> cd demo
> gradle jar
This is a demo application showing you how to integrate Hive with Cascading. The application creates a hive table, then populates it with data from the local file system. Then it uses the table to bootstrap a second table which is read by a pure Cascading flow and written to a third table. Finally the data from the third table is read back via Hive's JDBC support to show the seamless integration between the two.

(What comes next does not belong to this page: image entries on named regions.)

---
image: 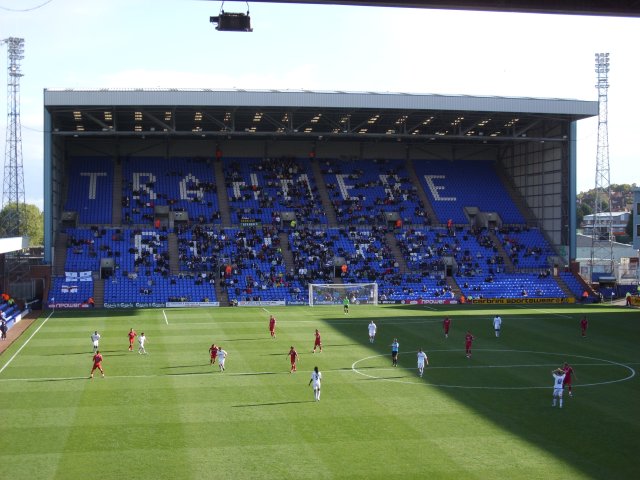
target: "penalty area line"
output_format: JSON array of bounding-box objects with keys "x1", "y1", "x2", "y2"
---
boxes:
[{"x1": 0, "y1": 310, "x2": 54, "y2": 373}]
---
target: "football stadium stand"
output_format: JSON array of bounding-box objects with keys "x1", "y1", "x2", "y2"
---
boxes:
[{"x1": 48, "y1": 156, "x2": 582, "y2": 306}]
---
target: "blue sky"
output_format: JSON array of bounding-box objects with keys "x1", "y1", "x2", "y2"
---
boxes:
[{"x1": 0, "y1": 0, "x2": 640, "y2": 208}]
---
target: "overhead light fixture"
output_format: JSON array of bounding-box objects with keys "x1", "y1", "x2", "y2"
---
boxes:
[{"x1": 209, "y1": 2, "x2": 253, "y2": 32}]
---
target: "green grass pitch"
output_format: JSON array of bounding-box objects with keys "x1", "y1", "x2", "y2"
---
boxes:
[{"x1": 0, "y1": 305, "x2": 640, "y2": 480}]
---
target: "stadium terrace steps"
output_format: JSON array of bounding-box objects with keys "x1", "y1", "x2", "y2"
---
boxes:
[
  {"x1": 93, "y1": 278, "x2": 104, "y2": 308},
  {"x1": 495, "y1": 167, "x2": 538, "y2": 227},
  {"x1": 311, "y1": 158, "x2": 338, "y2": 228},
  {"x1": 407, "y1": 160, "x2": 438, "y2": 224},
  {"x1": 167, "y1": 233, "x2": 180, "y2": 275},
  {"x1": 488, "y1": 230, "x2": 516, "y2": 273},
  {"x1": 213, "y1": 159, "x2": 231, "y2": 228},
  {"x1": 53, "y1": 232, "x2": 69, "y2": 276},
  {"x1": 445, "y1": 277, "x2": 462, "y2": 298},
  {"x1": 111, "y1": 162, "x2": 124, "y2": 225},
  {"x1": 384, "y1": 232, "x2": 409, "y2": 275},
  {"x1": 278, "y1": 232, "x2": 295, "y2": 272},
  {"x1": 555, "y1": 275, "x2": 580, "y2": 298}
]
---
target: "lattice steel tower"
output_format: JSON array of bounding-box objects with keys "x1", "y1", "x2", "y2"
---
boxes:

> yarn jar build/libs/cascading-hive-demo-1.0.jar cascading.hive.HiveDemo
If you run the application against a local MetaStore it will create some files and directories, that you should remove afterwards, if you want to run the app again. In production deployments you will typically have a remote meta store, so that will not happen.
> rm -rf metastore_db/ derby.log TempStatsStore/
This demo shows how to create a partitioned hive table from a Cascading flow.
> yarn jar build/libs/cascading-hive-demo-1.0.jar cascading.hive.HivePartitionDemo
This demo will only work if you are using a hosted HiveMetaStore since the Cascading flow has to be able to register partitions in the MetaStore as they are created.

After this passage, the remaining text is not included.